Niki Lauda's surgeon says it has been "clear for some time" that the F1 legend would not recover.
Lauda, who had a lung transplant last year, died this week at the age of 70.
The tributes have been almost unprecedented.
"The idea of not seeing his red cap in the paddock again changes everything," said fellow Austrian Gerhard Berger.
There is talk that Mercedes, where Lauda was the team chairman, will tweak the livery of its car this weekend in Monaco as a tribute.
"The news will overshadow the weekend in Monaco," predicted Ralf Schumacher.
"For Lewis Hamilton, who had a very close relationship with him, this will probably be a difficult weekend. But Niki would have been the first to say 'Keep going!'" Schumacher told Sky Deutschland.
While sections of the media have been anticipating Lauda's return to the paddock this year, others said they knew the triple world champion was gravely ill.
"His death did not surprise us," said Walter Klepetko, who performed the lung transplant on Lauda last year. "It was apparent since the beginning of the year.
"The Christmas holiday in Ibiza did him good, but then came the flu infection.
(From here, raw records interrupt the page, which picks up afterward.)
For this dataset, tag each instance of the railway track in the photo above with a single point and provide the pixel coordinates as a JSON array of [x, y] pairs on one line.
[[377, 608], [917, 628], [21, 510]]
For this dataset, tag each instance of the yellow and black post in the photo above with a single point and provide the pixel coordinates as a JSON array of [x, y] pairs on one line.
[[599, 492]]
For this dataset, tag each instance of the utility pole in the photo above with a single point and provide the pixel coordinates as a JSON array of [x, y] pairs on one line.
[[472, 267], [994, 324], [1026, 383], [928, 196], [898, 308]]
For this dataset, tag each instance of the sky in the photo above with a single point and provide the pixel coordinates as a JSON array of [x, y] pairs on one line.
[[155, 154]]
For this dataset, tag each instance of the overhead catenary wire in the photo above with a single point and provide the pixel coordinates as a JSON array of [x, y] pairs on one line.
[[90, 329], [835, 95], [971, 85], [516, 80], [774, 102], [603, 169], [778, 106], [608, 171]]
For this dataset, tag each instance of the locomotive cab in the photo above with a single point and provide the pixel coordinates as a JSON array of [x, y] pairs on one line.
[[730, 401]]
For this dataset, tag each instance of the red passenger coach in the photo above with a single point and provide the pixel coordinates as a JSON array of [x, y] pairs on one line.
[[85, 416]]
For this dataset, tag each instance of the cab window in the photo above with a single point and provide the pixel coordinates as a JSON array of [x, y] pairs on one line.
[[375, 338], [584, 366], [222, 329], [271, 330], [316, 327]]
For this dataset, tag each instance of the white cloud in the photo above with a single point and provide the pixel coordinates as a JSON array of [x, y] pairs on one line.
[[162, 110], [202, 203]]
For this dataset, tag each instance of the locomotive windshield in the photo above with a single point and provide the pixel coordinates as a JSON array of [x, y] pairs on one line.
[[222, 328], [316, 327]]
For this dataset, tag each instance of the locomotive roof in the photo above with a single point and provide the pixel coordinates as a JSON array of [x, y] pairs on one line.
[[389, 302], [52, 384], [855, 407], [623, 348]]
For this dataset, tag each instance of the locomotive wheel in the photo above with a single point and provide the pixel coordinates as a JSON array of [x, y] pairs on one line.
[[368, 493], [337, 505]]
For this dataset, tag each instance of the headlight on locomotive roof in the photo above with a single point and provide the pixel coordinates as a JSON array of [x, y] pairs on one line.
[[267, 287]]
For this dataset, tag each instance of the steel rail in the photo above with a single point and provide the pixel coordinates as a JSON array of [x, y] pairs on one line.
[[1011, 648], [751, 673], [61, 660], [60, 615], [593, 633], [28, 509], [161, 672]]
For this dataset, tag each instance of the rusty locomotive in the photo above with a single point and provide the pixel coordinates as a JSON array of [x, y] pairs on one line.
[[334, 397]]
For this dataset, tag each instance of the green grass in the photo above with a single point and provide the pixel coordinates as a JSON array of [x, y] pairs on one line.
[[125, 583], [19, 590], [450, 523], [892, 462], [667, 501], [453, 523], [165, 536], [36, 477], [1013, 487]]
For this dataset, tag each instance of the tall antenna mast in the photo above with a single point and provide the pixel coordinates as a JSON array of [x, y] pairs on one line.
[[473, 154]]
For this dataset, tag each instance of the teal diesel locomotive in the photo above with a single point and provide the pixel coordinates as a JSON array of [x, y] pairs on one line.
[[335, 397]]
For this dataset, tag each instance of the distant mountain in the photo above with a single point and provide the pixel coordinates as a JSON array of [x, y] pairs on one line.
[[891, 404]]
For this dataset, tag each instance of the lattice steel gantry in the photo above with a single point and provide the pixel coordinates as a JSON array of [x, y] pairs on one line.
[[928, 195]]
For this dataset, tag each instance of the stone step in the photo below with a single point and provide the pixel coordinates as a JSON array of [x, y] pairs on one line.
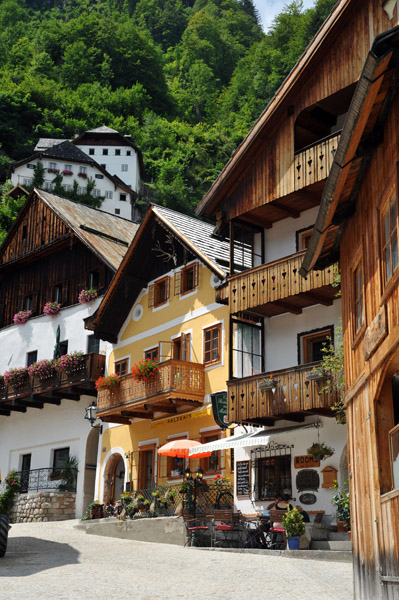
[[330, 545], [336, 536]]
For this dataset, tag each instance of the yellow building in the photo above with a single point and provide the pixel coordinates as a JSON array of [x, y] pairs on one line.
[[161, 306]]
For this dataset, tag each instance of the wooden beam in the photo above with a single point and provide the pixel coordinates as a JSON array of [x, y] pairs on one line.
[[46, 399], [134, 414], [161, 408], [289, 212], [317, 298], [295, 310]]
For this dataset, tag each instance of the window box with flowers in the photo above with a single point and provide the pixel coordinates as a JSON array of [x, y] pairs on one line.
[[87, 295], [145, 370], [107, 383], [320, 451], [51, 308], [43, 369], [269, 383], [22, 316], [71, 363], [17, 378]]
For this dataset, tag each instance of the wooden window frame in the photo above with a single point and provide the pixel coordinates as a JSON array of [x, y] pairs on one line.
[[182, 278], [303, 353], [215, 434], [154, 296], [205, 331], [389, 197], [118, 367]]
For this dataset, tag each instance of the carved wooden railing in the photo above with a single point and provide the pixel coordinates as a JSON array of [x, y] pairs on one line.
[[314, 163], [92, 369], [273, 282], [293, 393], [174, 379]]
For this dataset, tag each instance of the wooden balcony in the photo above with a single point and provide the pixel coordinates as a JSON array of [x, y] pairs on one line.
[[313, 164], [294, 397], [277, 287], [35, 392], [177, 387]]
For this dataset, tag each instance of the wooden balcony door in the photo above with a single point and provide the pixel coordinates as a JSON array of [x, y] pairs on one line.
[[146, 467]]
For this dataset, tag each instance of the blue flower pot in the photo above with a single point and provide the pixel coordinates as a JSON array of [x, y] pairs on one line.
[[293, 543]]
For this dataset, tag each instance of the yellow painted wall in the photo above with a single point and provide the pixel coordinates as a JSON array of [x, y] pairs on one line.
[[182, 314]]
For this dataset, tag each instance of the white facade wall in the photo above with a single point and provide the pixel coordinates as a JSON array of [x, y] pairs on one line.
[[24, 174], [113, 162], [331, 433], [281, 333], [280, 240], [40, 431]]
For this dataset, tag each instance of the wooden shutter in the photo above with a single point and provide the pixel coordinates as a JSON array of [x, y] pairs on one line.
[[178, 283], [151, 296]]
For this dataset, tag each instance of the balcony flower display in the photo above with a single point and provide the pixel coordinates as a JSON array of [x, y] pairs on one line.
[[44, 369], [17, 378], [21, 317], [87, 295], [107, 383], [51, 308], [145, 370], [71, 363], [320, 451]]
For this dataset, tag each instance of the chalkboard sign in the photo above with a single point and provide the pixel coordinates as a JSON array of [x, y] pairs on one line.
[[242, 478]]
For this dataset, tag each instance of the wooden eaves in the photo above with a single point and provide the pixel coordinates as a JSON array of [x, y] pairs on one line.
[[380, 63]]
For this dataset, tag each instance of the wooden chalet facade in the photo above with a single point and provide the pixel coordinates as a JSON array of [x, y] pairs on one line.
[[329, 139]]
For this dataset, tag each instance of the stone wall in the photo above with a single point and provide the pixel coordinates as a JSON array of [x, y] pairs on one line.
[[44, 506]]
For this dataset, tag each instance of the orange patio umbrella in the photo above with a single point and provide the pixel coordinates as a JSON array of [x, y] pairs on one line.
[[180, 448]]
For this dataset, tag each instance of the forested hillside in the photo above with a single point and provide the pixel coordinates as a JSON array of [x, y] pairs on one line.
[[185, 78]]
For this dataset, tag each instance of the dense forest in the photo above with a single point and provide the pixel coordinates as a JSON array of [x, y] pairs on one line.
[[185, 78]]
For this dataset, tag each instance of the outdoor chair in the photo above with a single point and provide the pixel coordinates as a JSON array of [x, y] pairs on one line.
[[226, 529]]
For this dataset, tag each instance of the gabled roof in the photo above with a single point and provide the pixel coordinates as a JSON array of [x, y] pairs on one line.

In recent weeks, there have been clear steps backwards," he told ORF television.
Klepetko also told Bild newspaper: "There is no cause of death. It was a long process in the end involving a clear decision from everyone.
"At some point, you have to let go.
"I will not go into detail, as that is the family's responsibility."
But Lauda had two kidney transplants in the past as well as the recent lung transplant and influenza. In the end, he was reportedly on dialysis and a respirator.
"He was in a hopeless situation at one time, and miraculously came out of it. It was a brave and strong fight, but unfortunately he did not regain his old strength and fell asleep peacefully with his family," Klepetko said.